The slurm_nfs_home_size variable can optionally be set in the terraform.tfvars file to configure the size of the /home nfs share. If left unconfigured, this will default to 10 TiB. Note that 10 TiB is the maximum currently supported by Crusoe Cloud.

Note: the lifecycle of the shared home directory is tied to the lifecycle of the cluster. Deleting the cluster will delete the shared home directory. A seperate shared data directory is recommended for storing critical data.

Shared Data Directory

The slurm_shared_volumes variable can be used to add additional shared volumes storage to the cluster. This is the recommended way to add high-performance persistent file storage to your cluster.

slurm_shared_volumes = [{
  id = "8146e3ef-4192-4f59-b2d6-6a8b3dfe5cf3"
  name = "data-01"
  mode = "read-write"
  mount_point = "/mnt/data-01"
}]

User Management

To add additional users to your cluster, configure the slurm_users variable in your terraform.tfvars file and run terraform apply. The following example adds three additional users user1, user2, and user3 to the slurm cluster.
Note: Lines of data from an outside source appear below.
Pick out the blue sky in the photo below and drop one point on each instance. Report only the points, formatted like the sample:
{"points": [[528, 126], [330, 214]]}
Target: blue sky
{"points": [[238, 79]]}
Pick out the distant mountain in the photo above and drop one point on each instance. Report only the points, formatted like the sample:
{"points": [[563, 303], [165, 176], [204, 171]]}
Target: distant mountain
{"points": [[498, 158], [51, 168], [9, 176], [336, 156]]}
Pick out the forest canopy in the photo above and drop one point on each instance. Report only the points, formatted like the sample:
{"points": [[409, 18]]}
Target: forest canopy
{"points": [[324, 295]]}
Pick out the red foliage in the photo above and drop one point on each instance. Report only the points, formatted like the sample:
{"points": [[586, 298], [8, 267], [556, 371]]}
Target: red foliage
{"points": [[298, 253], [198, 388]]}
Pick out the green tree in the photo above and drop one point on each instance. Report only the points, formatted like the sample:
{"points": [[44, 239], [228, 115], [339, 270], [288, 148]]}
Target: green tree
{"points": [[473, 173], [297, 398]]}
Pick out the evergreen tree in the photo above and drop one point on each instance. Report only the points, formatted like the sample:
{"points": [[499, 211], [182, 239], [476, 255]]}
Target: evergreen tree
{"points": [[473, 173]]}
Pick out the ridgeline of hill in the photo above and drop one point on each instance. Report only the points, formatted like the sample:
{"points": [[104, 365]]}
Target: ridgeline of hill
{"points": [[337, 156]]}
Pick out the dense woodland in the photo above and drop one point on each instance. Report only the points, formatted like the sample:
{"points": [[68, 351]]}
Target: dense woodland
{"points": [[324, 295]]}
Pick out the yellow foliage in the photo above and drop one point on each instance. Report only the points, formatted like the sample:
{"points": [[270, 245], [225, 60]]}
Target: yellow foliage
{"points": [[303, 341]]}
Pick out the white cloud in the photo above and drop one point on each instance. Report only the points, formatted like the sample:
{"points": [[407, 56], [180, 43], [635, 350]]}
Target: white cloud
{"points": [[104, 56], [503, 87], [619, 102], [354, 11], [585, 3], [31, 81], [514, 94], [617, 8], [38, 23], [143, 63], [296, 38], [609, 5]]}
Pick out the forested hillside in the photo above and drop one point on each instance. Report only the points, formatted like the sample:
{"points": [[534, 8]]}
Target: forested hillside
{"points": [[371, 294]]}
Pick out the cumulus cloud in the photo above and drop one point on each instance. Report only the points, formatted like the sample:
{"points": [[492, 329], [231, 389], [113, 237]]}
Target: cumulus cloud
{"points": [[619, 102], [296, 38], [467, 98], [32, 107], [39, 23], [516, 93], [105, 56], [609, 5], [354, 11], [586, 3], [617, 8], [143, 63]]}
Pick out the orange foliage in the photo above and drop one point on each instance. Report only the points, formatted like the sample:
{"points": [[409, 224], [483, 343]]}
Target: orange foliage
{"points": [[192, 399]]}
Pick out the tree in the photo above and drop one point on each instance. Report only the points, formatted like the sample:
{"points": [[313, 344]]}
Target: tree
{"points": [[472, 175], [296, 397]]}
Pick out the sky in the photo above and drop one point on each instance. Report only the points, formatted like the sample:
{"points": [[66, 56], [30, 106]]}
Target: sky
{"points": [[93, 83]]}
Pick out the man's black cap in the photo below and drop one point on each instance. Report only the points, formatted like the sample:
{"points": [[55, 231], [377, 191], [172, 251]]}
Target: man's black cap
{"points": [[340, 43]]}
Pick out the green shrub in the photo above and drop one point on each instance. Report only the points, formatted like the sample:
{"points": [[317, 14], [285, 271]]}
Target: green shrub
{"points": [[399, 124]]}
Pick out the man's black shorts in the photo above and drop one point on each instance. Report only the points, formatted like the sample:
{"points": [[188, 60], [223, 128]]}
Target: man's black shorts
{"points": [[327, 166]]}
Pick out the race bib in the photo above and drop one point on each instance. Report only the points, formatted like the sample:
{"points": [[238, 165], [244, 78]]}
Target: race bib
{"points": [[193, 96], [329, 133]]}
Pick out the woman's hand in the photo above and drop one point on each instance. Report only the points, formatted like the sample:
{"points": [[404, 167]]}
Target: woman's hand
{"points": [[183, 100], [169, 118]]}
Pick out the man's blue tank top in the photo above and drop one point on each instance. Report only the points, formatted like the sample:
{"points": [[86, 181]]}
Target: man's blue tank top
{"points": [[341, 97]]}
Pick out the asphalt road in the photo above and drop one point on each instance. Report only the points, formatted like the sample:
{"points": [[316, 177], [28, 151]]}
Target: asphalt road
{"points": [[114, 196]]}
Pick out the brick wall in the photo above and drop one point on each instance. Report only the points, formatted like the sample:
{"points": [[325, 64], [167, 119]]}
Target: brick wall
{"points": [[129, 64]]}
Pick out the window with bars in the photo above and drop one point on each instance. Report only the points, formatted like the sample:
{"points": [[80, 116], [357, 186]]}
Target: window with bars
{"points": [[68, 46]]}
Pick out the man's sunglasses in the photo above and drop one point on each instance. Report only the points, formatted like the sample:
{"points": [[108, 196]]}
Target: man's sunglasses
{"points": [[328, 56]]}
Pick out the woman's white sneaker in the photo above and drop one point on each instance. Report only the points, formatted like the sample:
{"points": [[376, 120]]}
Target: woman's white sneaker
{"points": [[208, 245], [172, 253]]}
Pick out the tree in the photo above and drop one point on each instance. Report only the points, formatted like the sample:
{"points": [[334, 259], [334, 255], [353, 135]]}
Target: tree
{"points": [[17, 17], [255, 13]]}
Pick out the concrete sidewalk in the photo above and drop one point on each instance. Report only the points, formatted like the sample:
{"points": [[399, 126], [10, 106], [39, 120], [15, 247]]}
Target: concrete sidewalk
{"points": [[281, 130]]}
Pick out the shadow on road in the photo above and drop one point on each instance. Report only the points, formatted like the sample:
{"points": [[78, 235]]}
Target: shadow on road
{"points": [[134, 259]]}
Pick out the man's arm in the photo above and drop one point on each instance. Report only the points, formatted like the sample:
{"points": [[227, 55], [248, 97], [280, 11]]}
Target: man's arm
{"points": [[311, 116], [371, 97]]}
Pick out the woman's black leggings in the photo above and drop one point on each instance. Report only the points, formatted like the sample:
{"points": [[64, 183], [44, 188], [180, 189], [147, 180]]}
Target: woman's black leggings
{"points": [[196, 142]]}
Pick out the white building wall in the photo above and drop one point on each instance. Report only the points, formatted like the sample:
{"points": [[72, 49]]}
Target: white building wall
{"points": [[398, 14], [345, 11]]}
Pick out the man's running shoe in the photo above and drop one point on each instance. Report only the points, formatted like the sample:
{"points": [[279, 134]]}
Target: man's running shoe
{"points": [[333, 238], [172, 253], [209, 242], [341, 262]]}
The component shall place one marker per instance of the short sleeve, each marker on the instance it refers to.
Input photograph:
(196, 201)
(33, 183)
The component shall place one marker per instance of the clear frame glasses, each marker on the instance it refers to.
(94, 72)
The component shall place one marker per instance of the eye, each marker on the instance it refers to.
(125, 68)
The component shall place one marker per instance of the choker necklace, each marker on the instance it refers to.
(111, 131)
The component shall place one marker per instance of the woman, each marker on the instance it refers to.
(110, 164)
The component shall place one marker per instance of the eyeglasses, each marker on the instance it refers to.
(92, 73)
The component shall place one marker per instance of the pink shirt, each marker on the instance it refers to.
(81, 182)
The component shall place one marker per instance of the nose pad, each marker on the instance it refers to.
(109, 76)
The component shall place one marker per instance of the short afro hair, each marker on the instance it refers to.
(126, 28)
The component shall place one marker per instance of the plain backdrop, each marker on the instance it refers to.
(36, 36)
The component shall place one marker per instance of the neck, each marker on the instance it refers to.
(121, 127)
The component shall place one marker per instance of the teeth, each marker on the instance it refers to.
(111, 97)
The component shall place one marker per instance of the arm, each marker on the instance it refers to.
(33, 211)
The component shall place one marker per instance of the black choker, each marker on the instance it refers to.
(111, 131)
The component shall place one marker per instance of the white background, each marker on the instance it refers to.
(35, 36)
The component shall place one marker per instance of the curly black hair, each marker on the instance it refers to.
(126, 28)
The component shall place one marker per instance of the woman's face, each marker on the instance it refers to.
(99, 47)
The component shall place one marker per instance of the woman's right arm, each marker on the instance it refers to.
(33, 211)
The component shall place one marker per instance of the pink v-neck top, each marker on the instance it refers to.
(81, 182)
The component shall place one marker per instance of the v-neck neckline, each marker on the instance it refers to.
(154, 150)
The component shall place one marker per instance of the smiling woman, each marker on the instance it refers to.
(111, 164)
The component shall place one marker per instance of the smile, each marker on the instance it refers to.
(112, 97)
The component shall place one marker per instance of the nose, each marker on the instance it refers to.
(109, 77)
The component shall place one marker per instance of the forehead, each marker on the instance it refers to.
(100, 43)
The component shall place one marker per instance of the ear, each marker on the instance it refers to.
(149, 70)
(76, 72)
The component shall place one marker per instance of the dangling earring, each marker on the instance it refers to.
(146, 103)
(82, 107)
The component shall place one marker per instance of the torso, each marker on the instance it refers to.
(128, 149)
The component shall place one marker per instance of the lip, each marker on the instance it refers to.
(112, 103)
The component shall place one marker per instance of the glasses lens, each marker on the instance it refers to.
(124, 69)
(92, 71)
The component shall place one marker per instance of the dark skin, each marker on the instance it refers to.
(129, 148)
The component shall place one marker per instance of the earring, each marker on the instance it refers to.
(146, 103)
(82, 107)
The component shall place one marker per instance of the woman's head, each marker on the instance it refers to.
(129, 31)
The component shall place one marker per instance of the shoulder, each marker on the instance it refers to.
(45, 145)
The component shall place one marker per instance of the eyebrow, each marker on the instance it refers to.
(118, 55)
# slurm users configuration
slurm_users = [{
  name = "user1"
  uid = 1001
  ssh_pubkey = "ssh-ed25519 AAAAC3NzaC1lZDI1NTE5AAAAIIjPRr0iVR4mgzJy0ehnM5hWX4O86hM1bVTgdi5g3nkZ [email protected]"
}, {
  name = "user2"
  uid = 1002
  ssh_pubkey = "ssh-ed25519 AAAAC3NzaC1lZDI1NTE5AAAAIIjPRr0iVR4mgzJy0ehnM5hWX4O86hM1bVTgdi5g3nkZ [email protected]"
}, {
  name = "user3"
  uid = 1003
  ssh_pubkey = "ssh-ed25519 AAAAC3NzaC1lZDI1NTE5AAAAIIjPRr0iVR4mgzJy0ehnM5hWX4O86hM1bVTgdi5g3nkZ [email protected]"
}]

Enroot and Pyxis

This solution provides support for NVIDIA Enroot and Pyxis.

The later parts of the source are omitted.